Menurut keterangan korban, para wanita ini disuntik hormon untuk merangsang produksi sel telur. Setelah itu, mereka dibius dan sel telurnya diambil.
Sel telur tersebut kemudian dijual di pasar gelap dan diduga digunakan untuk program fertilisasi in-vitro (IVF) di berbagai negara.
Hingga kini, belum diketahui berapa banyak korban yang masih disekap di jaringan "peternakan manusia" ini.
Kasus ini menambah panjang daftar kejahatan perdagangan manusia, yang terus meningkat setiap tahun.
Menurut data Yayasan Pavena, sepanjang 2024 saja, sekitar 257 perempuan Thailand menjadi korban perdagangan manusia. Dari jumlah itu, 204 orang dibawa ke luar negeri, sementara 53 orang lainnya ditemukan di dalam negeri.
Sementara itu, menurut laporan Disrupt Human Trafficking, setiap tahun ada 25 juta orang yang menjadi korban perdagangan manusia di seluruh dunia. Kejahatan ini menghasilkan keuntungan sekitar 150 miliar USD per tahun.
Di Indonesia, pemerintah mencatat 1.061 kasus perdagangan manusia pada 2023, terdiri dari:
370 kasus perdagangan seks
603 kasus perdagangan tenaga kerja
88 kasus lainnya
Angka ini meningkat drastis dibandingkan 133 kasus pada 2022.
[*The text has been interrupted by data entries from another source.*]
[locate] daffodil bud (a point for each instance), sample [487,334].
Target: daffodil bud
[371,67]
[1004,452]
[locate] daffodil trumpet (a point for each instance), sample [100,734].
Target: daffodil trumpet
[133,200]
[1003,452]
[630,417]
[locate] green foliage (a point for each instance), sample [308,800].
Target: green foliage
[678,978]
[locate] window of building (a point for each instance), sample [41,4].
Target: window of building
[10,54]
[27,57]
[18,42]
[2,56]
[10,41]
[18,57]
Terungkapnya jaringan mafia perdagangan manusia di Georgia ini membuktikan bahwa praktik keji ini masih marak terjadi. Banyak korban tertipu dengan iming-iming pekerjaan dan gaji tinggi, tetapi justru dijadikan objek eksploitasi.
Kasus ini kini dalam penyelidikan Interpol dan pihak berwenang. Polisi terus memburu dalang di balik bisnis keji ini, sementara dunia menanti langkah tegas untuk menghentikan kejahatan kemanusiaan ini.